Two key Microsoft technologies have been hit by new vulnerabilities, potentially exposing users' financial details.

According to a contributor to the open security industry mailing list Full Disclosure, a flaw in Microsoft's Passport system exposed users' personal information, including financial details in some cases.

Used by millions, Passport allows users to log-in to multiple websites with one set of data.

The flaw would allow a hacker who knew a user's name to pretend to have forgotten their password, request a change and redirect the automated email to their own account, instead of to the intended recipient.

This is possible because the URL of the web page generated by the password request contains both the target address and the address to which the new password should be sent.

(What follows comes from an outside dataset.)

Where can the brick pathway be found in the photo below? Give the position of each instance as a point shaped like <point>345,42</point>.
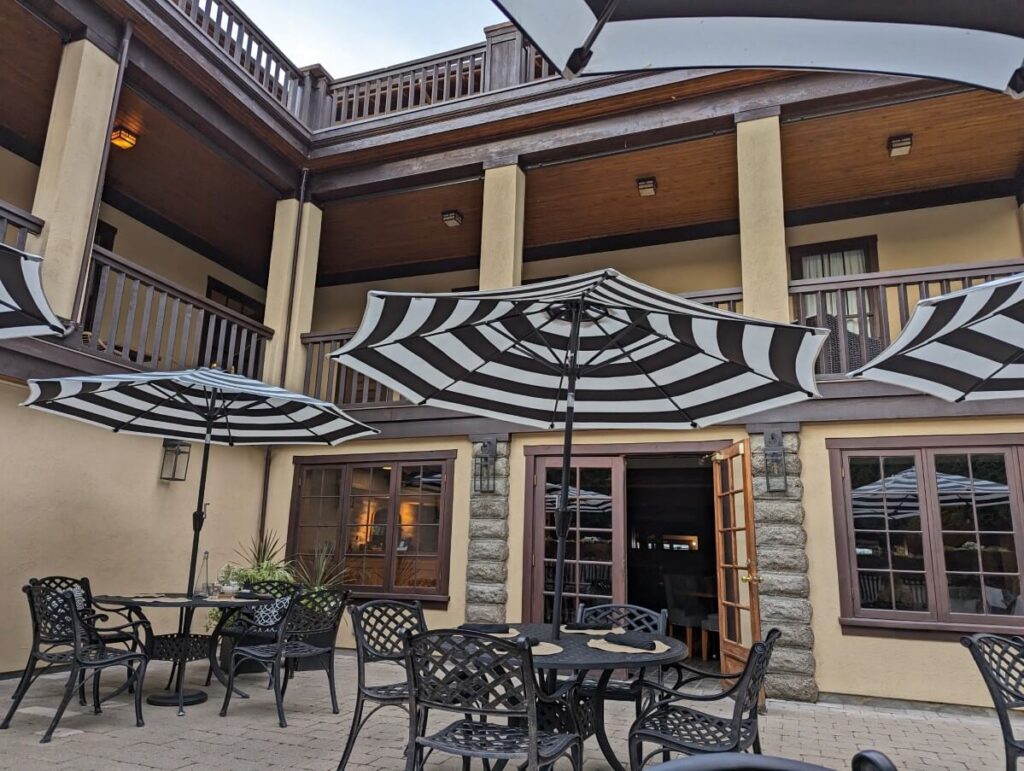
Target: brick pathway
<point>250,738</point>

Microsoft explained that the flaw was fixed within four hours and criticised the contributor for posting to an open forum before contacting the company, thereby putting millions of users' details at risk.

The contributor insisted that Microsoft had been contacted about the problems, but the software giant claimed to have no record of the warning.

"All Passport accounts are now safe," said Simon Conant, Microsoft's security programme manager.

"We're going full speed to get this sorted out completely as fast as possible. A minuscule number of people won't be able to get into their accounts and should contact us, but even then their accounts are secure."

Further details can be found at the Microsoft security website here.

The company has also warned of a critical flaw in Windows Media Player 7.1 and 8.0, but not in the latest version 9.0.

The flaw could allow someone to create malware masquerading as a Media Player skin and place it on a target's system. A patch for both versions is available here.